When designing hardware, developers have a very similar choice. They code using a hardware definition language [like VHDL or Verilog] and use a synthesis tool [which is similar to a compiler] to implement the design. In the same way as with software, there are trade-offs between speed and size. However, for some time, another factor has been taken into consideration: power consumption.
As I have discussed before, power is no longer purely a hardware issue, as the software increasingly has an influence on the power efficiency of a device. Conventional code optimization has an influence on power consumption. Small code means the device needs less memory, which reduces power consumption. Alternatively, fast code causes the CPU to burn less power getting the job done. This is not an easy matter to get the balance just right. Although tools like Mentor Embedded’s Sourcery Analyzer can help, I do wonder if ” optimize for power” will soon be a compiler feature …
So, it may be concluded that instead of a two-way tension between speed and size, it now goes three ways: speed, size and power.

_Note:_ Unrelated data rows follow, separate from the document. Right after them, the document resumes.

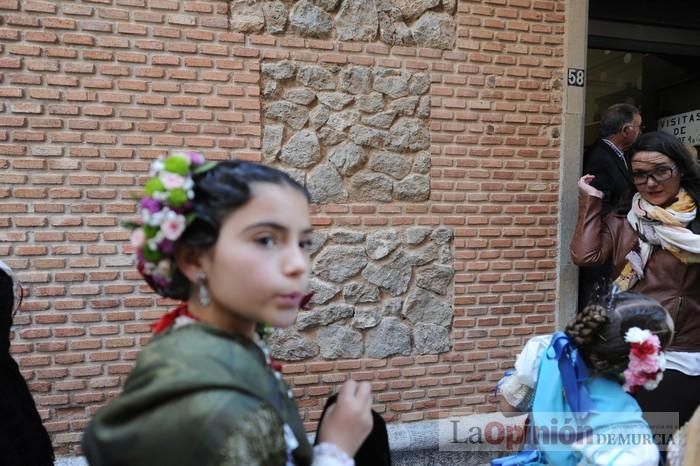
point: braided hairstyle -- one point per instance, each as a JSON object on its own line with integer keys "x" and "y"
{"x": 599, "y": 328}
{"x": 218, "y": 193}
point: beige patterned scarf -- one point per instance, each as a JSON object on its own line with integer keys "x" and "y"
{"x": 658, "y": 226}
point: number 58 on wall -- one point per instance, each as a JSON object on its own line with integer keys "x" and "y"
{"x": 575, "y": 77}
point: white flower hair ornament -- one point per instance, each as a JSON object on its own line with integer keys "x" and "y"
{"x": 647, "y": 361}
{"x": 165, "y": 210}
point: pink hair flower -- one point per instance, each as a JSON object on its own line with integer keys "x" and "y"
{"x": 173, "y": 225}
{"x": 646, "y": 360}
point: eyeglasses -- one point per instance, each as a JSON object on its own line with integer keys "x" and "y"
{"x": 659, "y": 174}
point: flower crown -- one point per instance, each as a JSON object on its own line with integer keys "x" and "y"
{"x": 165, "y": 210}
{"x": 647, "y": 361}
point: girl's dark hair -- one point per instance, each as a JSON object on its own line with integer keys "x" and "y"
{"x": 599, "y": 328}
{"x": 23, "y": 438}
{"x": 671, "y": 147}
{"x": 218, "y": 193}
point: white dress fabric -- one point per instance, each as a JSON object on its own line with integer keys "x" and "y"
{"x": 518, "y": 389}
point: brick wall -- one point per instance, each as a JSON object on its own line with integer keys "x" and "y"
{"x": 92, "y": 90}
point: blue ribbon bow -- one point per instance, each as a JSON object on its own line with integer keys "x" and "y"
{"x": 573, "y": 373}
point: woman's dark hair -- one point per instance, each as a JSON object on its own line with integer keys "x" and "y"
{"x": 599, "y": 328}
{"x": 671, "y": 147}
{"x": 23, "y": 438}
{"x": 218, "y": 193}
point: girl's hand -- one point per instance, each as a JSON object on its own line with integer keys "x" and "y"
{"x": 349, "y": 421}
{"x": 584, "y": 186}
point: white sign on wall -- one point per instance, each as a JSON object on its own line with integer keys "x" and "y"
{"x": 685, "y": 126}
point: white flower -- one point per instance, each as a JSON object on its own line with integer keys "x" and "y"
{"x": 637, "y": 335}
{"x": 171, "y": 180}
{"x": 138, "y": 238}
{"x": 652, "y": 384}
{"x": 154, "y": 219}
{"x": 173, "y": 225}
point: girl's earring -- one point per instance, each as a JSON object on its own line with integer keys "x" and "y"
{"x": 203, "y": 293}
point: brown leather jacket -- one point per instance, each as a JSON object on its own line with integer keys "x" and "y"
{"x": 674, "y": 284}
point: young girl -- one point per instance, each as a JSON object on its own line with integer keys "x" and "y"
{"x": 576, "y": 384}
{"x": 232, "y": 240}
{"x": 23, "y": 438}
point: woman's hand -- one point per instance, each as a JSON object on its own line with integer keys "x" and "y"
{"x": 584, "y": 186}
{"x": 349, "y": 421}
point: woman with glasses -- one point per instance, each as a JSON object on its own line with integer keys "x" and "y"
{"x": 23, "y": 439}
{"x": 653, "y": 242}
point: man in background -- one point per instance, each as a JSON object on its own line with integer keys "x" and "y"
{"x": 620, "y": 126}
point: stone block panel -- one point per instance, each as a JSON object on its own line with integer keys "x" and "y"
{"x": 377, "y": 294}
{"x": 422, "y": 23}
{"x": 348, "y": 133}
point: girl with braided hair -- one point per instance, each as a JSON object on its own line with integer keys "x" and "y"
{"x": 577, "y": 384}
{"x": 232, "y": 240}
{"x": 652, "y": 241}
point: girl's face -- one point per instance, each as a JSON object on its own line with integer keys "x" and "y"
{"x": 656, "y": 177}
{"x": 258, "y": 270}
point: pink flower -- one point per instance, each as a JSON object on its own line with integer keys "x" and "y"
{"x": 171, "y": 180}
{"x": 138, "y": 238}
{"x": 646, "y": 360}
{"x": 173, "y": 225}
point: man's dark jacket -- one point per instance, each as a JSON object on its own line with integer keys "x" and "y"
{"x": 612, "y": 178}
{"x": 611, "y": 174}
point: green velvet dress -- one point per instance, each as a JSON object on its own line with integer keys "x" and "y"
{"x": 199, "y": 395}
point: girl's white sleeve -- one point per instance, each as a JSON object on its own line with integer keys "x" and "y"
{"x": 517, "y": 388}
{"x": 327, "y": 454}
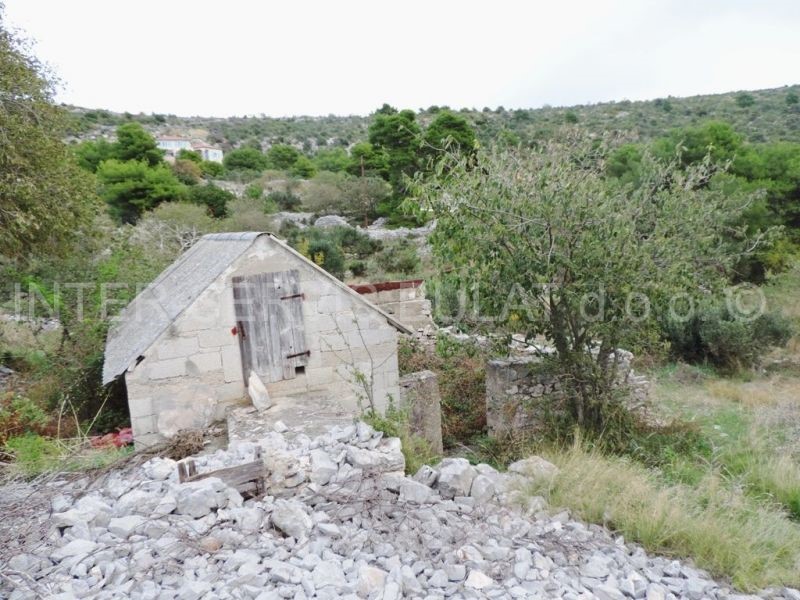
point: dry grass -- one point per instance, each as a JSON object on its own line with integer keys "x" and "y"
{"x": 724, "y": 531}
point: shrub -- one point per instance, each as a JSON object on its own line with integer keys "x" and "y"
{"x": 34, "y": 453}
{"x": 214, "y": 198}
{"x": 245, "y": 159}
{"x": 400, "y": 257}
{"x": 18, "y": 416}
{"x": 254, "y": 190}
{"x": 358, "y": 268}
{"x": 714, "y": 335}
{"x": 246, "y": 214}
{"x": 355, "y": 242}
{"x": 285, "y": 199}
{"x": 460, "y": 368}
{"x": 212, "y": 169}
{"x": 187, "y": 171}
{"x": 327, "y": 255}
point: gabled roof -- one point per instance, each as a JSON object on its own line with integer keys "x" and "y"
{"x": 140, "y": 324}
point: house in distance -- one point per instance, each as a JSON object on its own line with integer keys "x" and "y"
{"x": 237, "y": 304}
{"x": 171, "y": 145}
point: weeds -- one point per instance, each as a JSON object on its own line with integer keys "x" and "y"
{"x": 724, "y": 531}
{"x": 35, "y": 455}
{"x": 460, "y": 369}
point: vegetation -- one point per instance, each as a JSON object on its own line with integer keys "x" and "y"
{"x": 553, "y": 232}
{"x": 557, "y": 250}
{"x": 46, "y": 200}
{"x": 722, "y": 531}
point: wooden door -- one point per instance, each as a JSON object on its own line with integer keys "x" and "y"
{"x": 269, "y": 315}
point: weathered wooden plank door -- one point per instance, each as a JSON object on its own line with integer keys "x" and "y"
{"x": 269, "y": 314}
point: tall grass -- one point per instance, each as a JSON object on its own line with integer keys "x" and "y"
{"x": 724, "y": 531}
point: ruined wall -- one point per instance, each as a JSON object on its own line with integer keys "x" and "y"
{"x": 404, "y": 300}
{"x": 522, "y": 396}
{"x": 419, "y": 394}
{"x": 193, "y": 372}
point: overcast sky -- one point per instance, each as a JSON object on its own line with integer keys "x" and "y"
{"x": 236, "y": 57}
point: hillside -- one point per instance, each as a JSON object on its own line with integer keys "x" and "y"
{"x": 762, "y": 115}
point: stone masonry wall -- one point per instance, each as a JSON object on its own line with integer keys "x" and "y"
{"x": 405, "y": 300}
{"x": 521, "y": 396}
{"x": 419, "y": 394}
{"x": 193, "y": 373}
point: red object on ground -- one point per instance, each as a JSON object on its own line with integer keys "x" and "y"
{"x": 123, "y": 437}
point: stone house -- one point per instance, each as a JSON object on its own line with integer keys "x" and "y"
{"x": 242, "y": 303}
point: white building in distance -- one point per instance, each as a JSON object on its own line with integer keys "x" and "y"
{"x": 172, "y": 145}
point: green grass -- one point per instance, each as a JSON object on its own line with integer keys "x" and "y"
{"x": 724, "y": 531}
{"x": 35, "y": 455}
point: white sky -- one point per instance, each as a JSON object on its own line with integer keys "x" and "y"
{"x": 236, "y": 57}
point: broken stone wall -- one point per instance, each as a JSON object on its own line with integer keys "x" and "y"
{"x": 522, "y": 395}
{"x": 419, "y": 394}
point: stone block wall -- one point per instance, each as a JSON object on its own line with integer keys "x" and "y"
{"x": 404, "y": 300}
{"x": 522, "y": 396}
{"x": 419, "y": 394}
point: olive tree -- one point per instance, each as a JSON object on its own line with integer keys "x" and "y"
{"x": 560, "y": 253}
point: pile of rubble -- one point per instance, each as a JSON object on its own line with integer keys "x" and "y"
{"x": 340, "y": 521}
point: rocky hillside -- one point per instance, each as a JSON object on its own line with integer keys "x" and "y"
{"x": 762, "y": 115}
{"x": 340, "y": 521}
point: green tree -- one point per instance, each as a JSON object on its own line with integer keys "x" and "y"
{"x": 132, "y": 187}
{"x": 366, "y": 161}
{"x": 714, "y": 139}
{"x": 214, "y": 198}
{"x": 397, "y": 134}
{"x": 449, "y": 128}
{"x": 134, "y": 143}
{"x": 555, "y": 249}
{"x": 46, "y": 199}
{"x": 192, "y": 155}
{"x": 187, "y": 171}
{"x": 91, "y": 153}
{"x": 303, "y": 167}
{"x": 334, "y": 160}
{"x": 211, "y": 169}
{"x": 245, "y": 159}
{"x": 282, "y": 156}
{"x": 745, "y": 100}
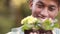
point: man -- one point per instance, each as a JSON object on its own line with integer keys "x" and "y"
{"x": 42, "y": 9}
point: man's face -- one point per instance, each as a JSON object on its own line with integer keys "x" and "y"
{"x": 44, "y": 8}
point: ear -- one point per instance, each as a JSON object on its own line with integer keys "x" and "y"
{"x": 30, "y": 4}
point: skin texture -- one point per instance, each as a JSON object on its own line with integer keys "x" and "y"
{"x": 44, "y": 8}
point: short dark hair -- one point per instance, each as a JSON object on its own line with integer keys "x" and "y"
{"x": 57, "y": 1}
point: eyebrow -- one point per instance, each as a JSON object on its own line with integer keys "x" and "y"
{"x": 40, "y": 2}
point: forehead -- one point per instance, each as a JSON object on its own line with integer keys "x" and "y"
{"x": 46, "y": 1}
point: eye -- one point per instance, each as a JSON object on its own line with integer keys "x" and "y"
{"x": 40, "y": 4}
{"x": 52, "y": 8}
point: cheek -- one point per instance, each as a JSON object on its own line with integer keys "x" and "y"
{"x": 53, "y": 14}
{"x": 36, "y": 10}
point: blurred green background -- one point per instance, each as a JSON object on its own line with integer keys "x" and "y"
{"x": 11, "y": 13}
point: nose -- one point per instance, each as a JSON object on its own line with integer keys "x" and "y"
{"x": 44, "y": 13}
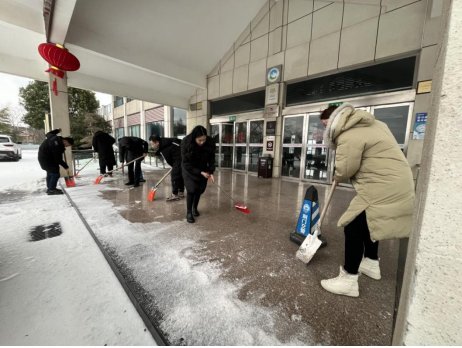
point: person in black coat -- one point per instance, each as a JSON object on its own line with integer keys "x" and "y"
{"x": 131, "y": 148}
{"x": 198, "y": 164}
{"x": 102, "y": 144}
{"x": 170, "y": 150}
{"x": 50, "y": 157}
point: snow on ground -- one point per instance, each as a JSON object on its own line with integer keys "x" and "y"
{"x": 57, "y": 291}
{"x": 197, "y": 306}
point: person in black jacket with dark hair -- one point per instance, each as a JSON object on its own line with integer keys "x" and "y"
{"x": 102, "y": 144}
{"x": 170, "y": 150}
{"x": 198, "y": 164}
{"x": 131, "y": 148}
{"x": 50, "y": 157}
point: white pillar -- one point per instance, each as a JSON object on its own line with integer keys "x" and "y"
{"x": 59, "y": 106}
{"x": 430, "y": 311}
{"x": 142, "y": 121}
{"x": 125, "y": 118}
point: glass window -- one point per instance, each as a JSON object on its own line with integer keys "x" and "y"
{"x": 241, "y": 133}
{"x": 315, "y": 130}
{"x": 256, "y": 132}
{"x": 226, "y": 157}
{"x": 254, "y": 153}
{"x": 227, "y": 133}
{"x": 155, "y": 128}
{"x": 395, "y": 118}
{"x": 241, "y": 156}
{"x": 215, "y": 133}
{"x": 118, "y": 101}
{"x": 291, "y": 161}
{"x": 179, "y": 122}
{"x": 316, "y": 162}
{"x": 119, "y": 133}
{"x": 134, "y": 131}
{"x": 293, "y": 130}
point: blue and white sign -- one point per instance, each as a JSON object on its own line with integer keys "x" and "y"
{"x": 420, "y": 125}
{"x": 273, "y": 74}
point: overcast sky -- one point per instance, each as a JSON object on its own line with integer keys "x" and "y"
{"x": 9, "y": 91}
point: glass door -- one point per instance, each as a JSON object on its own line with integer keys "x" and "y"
{"x": 255, "y": 144}
{"x": 226, "y": 154}
{"x": 292, "y": 146}
{"x": 317, "y": 154}
{"x": 240, "y": 148}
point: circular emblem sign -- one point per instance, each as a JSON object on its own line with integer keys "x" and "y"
{"x": 273, "y": 74}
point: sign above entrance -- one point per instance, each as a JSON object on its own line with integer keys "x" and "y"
{"x": 272, "y": 94}
{"x": 273, "y": 74}
{"x": 272, "y": 111}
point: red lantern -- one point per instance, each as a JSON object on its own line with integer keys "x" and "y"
{"x": 59, "y": 58}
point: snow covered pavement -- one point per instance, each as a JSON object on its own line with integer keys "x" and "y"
{"x": 59, "y": 290}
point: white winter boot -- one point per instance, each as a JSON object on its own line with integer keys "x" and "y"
{"x": 370, "y": 268}
{"x": 345, "y": 284}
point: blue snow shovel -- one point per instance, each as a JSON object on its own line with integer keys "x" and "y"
{"x": 312, "y": 242}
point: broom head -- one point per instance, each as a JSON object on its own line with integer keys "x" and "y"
{"x": 242, "y": 208}
{"x": 152, "y": 194}
{"x": 98, "y": 179}
{"x": 69, "y": 181}
{"x": 309, "y": 247}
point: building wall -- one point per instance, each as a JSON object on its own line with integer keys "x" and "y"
{"x": 313, "y": 38}
{"x": 430, "y": 311}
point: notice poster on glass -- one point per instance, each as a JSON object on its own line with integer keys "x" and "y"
{"x": 419, "y": 126}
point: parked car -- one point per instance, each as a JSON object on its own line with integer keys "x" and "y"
{"x": 9, "y": 149}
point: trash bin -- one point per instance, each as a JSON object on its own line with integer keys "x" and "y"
{"x": 265, "y": 167}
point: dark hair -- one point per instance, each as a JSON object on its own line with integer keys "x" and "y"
{"x": 327, "y": 112}
{"x": 198, "y": 131}
{"x": 154, "y": 138}
{"x": 69, "y": 140}
{"x": 190, "y": 140}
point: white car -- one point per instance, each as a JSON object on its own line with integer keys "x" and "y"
{"x": 9, "y": 149}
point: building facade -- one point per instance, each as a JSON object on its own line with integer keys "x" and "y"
{"x": 297, "y": 56}
{"x": 131, "y": 117}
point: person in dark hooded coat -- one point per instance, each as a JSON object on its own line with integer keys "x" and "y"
{"x": 50, "y": 157}
{"x": 198, "y": 164}
{"x": 131, "y": 148}
{"x": 102, "y": 144}
{"x": 170, "y": 150}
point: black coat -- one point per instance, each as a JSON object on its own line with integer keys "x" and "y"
{"x": 51, "y": 151}
{"x": 197, "y": 159}
{"x": 170, "y": 149}
{"x": 102, "y": 143}
{"x": 131, "y": 148}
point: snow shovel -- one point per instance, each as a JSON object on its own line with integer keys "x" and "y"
{"x": 100, "y": 177}
{"x": 77, "y": 173}
{"x": 69, "y": 179}
{"x": 152, "y": 192}
{"x": 312, "y": 242}
{"x": 239, "y": 206}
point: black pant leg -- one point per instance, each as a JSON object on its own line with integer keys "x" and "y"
{"x": 131, "y": 173}
{"x": 354, "y": 243}
{"x": 189, "y": 201}
{"x": 102, "y": 166}
{"x": 197, "y": 197}
{"x": 137, "y": 171}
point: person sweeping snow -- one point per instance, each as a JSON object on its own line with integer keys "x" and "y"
{"x": 368, "y": 155}
{"x": 198, "y": 164}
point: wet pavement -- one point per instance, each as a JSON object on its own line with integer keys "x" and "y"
{"x": 255, "y": 251}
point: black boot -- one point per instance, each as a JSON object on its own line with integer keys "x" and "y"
{"x": 190, "y": 218}
{"x": 195, "y": 212}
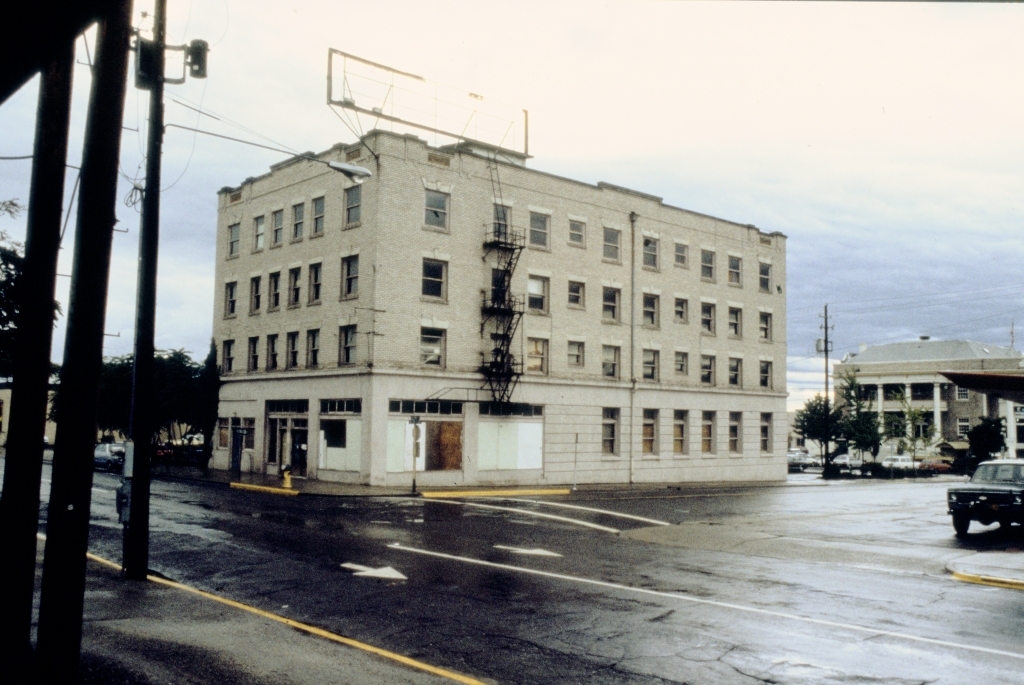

It occurred to me that there is an interesting analog to this situation in another technology area that interests me: digital photography. Traditionally, having selected a specific speed [i.e. sensitivity] of film [indicated by its ISO number: 100, 200, 400 etc.], for each picture the photographer needed to balance between shutter speed and aperture. This could be a problem if there was an unexpected situation when an object is moving quickly [i.e. need fast shutter speed to capture] in a circumstance where a good depth of focus [implying small aperture] is also required. Nowadays, the photographer can choose the ISO for each image – i.e. they have three degrees of freedom. Automatic cameras often let you set speed/aperture and let the other one float. I, personally, have yet to see one where both can be set and the ISO adjusted automatically to get a good exposure.